Patreon

Friday, May 18, 2018

Making a playable fighting game

Man, so much writing done this week... Somehow. I don't know how it happened, but I wrote a pretty wicked sword martial art as well as first-draft rules for the Asura and Raksha. I feel pretty accomplished, and slightly baffled!

I'm working on some of the "playability" rules right now. That's been a fun journey.

So, the Effect Chart was the first part of this. Environmental interaction is a huge, important part of making a game like this feel dynamic and epic, while offering real strategic choices to players.

But, they can't be too weighty. Once you start getting into multiple-page-long reams of strategic minutiae (Pathfinder) you risk forcing GMs and players to memorize huge swathes of rules or constantly reference them in-game, which is a sure-fired way to kill your game's flow.

And they can't be purely cosmetic, because then they're just dead weight without any tactical substance.
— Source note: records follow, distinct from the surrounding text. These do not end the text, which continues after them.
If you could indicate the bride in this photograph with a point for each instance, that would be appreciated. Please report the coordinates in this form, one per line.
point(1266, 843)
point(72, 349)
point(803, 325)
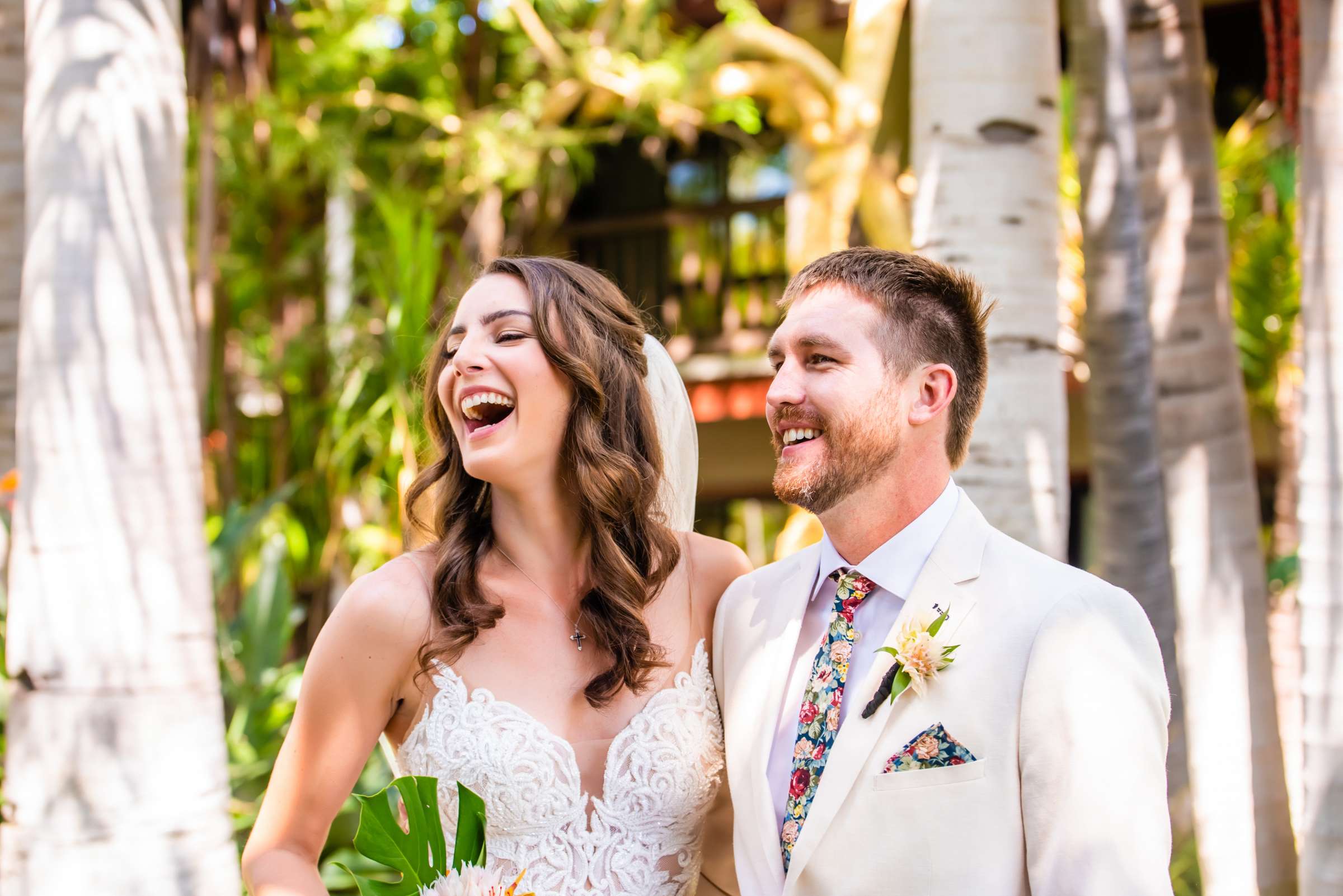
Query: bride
point(550, 648)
A fighting game without meaningful tactical choices is a waste of your time. I've read a lot of otherwise good games that hand-waved away movement and environmental interaction as "flavor", shooting themselves dead in the foot.

So they have to ride this line of simple but functional. I thought about them for, oh, about a year before I sat down to write them today. I'm pleasantly surprised with the results.

Attacks have their own "environmental havoc" chart, which tiers them by how much damage they can do to surrounding terrain. This links nicely with the "on-the-fly" scenery-filling espoused by the environment and battlefield rules, which allow GMs to add rules as needed to the descriptions of an environment.

The havoc chart led to "disaster" rules which let GMs model things like rockslides, bonfires, and collapsing buildings (y'know, things that happen when super-powerful characters unleash their magical kung-fu). Disasters unfold in stages, creating dynamic events that change the tactical landscape of a conflict.

For instance, a building starts by canting sideways in round 1, then collapsing in round 2, then finishes by spraying a huge cloud of concrete dust everywhere in round 3. Making the building collapse in round-by-round stages gives players a predictable event to respond to tactically, and presents them with a dangerous challenge that they have to address while fighting. This adds a strategic puzzle element to fights, deepening their variety.

Really large-scale disasters apply to entire areas (such as city blocks or mountain ranges). I've termed them "catastrophes" because I love that word just, so much you guys. Just so much.

The best thing? Players don't really need to think about these rules except in intuitive terms. "If I hit the building hard enough, it'll collapse. Do I want that to happen?" That's a pretty instinctual way of considering these rules, and perfectly workable. It retains the meat of the tactical decision without requiring rules mastery.